The Second World War taught the British to think, plan and act strategically albeit in the context of a highly directed economy and a thoroughly mobilised society. The great prize of the post-war years was to discover ways to apply the hard-learned techniques and to convert the energising attitudes of 1939-45 into peacetime structures and productive purpose in circumstances. As Maynard Keynes expressed it, in our struggle for survival, ‘We threw good housekeeping to the winds. But we saved ourselves and helped save the world.’


It was Keynes, too, who caught the essentials of the greatly needed transformations of the peace in a paper for the War Cabinet a few days after VE Day. In vividly un-treasury like language, he brooded upon the essential questions that have plagued us ever since – our lagging productivity and our overextended appetite for influence in the world. We have had 12 (by my count) defence/strategic reviews since 1945 and 8 (ditto) industrial strategies.
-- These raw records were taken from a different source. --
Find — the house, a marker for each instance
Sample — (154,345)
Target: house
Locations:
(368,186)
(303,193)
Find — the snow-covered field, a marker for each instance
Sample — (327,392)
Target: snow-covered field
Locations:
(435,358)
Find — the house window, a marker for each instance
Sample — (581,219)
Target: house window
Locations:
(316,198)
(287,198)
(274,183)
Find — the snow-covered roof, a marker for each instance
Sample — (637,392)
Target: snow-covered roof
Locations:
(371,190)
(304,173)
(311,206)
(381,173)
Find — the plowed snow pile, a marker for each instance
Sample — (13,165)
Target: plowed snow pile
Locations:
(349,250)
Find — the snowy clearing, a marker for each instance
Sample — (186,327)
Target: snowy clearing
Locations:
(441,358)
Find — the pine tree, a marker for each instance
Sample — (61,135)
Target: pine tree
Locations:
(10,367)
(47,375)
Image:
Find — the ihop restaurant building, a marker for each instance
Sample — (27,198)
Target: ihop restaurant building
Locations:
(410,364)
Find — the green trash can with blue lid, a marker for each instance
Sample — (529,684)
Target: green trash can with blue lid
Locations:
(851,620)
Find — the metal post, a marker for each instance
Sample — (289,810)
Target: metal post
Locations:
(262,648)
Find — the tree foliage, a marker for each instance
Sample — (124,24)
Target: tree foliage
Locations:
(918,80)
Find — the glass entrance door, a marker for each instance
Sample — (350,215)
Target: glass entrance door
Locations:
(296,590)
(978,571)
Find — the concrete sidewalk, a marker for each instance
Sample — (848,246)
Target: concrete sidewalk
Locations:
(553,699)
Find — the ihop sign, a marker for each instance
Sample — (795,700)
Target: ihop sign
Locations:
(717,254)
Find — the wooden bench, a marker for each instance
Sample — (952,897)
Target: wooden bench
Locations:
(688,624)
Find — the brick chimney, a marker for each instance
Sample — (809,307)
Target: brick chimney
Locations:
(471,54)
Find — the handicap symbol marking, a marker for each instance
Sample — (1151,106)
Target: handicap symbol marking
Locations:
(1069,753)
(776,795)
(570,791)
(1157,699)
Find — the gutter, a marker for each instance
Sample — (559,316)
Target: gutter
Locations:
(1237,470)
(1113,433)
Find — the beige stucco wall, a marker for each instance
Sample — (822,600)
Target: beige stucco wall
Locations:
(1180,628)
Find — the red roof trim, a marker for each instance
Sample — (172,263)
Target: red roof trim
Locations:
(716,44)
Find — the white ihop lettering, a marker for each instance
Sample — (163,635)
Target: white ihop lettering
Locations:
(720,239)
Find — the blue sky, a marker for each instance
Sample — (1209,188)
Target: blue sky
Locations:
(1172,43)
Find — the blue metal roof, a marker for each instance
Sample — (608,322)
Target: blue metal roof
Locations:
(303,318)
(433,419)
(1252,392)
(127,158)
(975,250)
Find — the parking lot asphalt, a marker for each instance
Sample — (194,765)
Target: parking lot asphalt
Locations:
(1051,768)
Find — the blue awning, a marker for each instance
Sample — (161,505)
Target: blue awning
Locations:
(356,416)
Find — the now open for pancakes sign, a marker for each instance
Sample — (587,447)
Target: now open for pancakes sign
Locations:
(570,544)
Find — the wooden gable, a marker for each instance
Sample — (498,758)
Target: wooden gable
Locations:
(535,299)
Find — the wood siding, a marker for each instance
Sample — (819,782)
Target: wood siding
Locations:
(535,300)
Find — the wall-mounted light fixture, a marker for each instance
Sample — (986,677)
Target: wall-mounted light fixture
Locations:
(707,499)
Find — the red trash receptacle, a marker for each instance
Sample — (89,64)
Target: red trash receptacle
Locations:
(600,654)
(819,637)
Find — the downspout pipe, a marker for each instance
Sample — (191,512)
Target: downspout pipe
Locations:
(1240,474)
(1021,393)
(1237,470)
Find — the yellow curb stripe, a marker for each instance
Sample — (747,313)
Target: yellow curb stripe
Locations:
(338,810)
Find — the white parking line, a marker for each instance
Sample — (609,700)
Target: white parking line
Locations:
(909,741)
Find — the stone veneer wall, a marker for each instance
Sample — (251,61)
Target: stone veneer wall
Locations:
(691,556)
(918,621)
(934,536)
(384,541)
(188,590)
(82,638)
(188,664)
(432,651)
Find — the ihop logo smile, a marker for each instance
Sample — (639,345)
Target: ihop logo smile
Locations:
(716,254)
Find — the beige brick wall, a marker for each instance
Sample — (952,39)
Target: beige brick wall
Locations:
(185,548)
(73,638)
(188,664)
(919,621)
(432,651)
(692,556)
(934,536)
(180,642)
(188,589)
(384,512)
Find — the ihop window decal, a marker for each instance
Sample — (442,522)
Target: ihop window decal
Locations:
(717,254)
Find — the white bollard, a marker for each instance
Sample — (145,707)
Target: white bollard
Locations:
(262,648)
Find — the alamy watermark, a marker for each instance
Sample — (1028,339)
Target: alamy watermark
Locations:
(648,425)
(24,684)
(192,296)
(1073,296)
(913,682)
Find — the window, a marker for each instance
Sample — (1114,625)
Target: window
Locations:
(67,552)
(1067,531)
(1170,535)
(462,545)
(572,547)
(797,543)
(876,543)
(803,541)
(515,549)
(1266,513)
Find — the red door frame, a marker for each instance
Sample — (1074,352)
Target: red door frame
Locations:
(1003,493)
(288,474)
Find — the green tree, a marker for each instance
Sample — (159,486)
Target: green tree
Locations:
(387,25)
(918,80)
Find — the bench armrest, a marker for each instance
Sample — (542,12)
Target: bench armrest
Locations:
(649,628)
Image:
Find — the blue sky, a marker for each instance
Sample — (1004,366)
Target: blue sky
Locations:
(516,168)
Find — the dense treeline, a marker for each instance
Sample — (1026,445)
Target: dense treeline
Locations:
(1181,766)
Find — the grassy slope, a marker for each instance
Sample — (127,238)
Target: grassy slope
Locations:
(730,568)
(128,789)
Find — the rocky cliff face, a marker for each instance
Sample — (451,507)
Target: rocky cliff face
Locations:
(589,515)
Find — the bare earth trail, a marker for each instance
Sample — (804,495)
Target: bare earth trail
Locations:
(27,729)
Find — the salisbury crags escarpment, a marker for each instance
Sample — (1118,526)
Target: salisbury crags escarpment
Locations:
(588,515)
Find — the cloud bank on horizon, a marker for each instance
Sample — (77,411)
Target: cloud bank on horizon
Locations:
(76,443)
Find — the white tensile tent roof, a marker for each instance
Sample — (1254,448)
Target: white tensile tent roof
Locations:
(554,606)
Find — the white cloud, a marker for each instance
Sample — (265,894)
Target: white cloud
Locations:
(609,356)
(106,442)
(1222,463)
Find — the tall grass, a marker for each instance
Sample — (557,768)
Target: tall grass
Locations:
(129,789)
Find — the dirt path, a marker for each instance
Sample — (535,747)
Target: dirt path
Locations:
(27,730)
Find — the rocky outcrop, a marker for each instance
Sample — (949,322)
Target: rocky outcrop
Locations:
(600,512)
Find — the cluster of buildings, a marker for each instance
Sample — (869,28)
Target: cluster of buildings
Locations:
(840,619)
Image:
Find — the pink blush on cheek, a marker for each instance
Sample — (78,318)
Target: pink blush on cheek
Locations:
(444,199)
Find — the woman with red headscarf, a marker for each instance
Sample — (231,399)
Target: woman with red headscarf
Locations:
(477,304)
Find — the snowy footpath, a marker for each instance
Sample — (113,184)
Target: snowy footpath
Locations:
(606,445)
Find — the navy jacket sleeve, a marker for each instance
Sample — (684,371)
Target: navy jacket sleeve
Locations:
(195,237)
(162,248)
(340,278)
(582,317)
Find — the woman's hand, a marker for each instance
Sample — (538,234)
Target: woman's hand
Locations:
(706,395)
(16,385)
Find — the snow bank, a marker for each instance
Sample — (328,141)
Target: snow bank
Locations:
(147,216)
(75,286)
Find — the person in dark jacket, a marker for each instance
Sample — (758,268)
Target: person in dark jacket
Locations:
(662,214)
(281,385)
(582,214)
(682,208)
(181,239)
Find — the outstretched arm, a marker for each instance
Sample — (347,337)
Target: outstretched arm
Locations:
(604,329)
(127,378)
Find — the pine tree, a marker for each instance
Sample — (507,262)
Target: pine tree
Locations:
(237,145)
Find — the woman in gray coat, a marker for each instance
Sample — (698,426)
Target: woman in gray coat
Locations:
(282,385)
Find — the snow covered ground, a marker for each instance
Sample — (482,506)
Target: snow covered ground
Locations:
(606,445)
Yet still Keynes’s thoughts   from his Treasury eyrie haunt and resonate 2020’s UK


Here are a couple of snatches from what he called (prophetically) his ‘personal anxiety?’ about post-war prospects.


For a Mosquito, a Lancaster, Radar, we should have the business at our feet in conditions of free and fair competition. It is when it comes to making a shirt or a steel billet that we have to admit ourselves beaten both by the dear labour of America and by the cheap labour of Asia or Europe. Shipbuilding seems to be the only traditional industry where we fully hold our own. If by some sad geographical slip the American Air Force (it is too late now to hope for much from the enemy[1]) were to destroy every factory on the North East Coast and in Lancashire (at an hour when the Directors were sitting there and no one else) we should have nothing to fear. How else are we to regain the exuberant inexperience which is necessary it seems, for success, I cannot surmise.”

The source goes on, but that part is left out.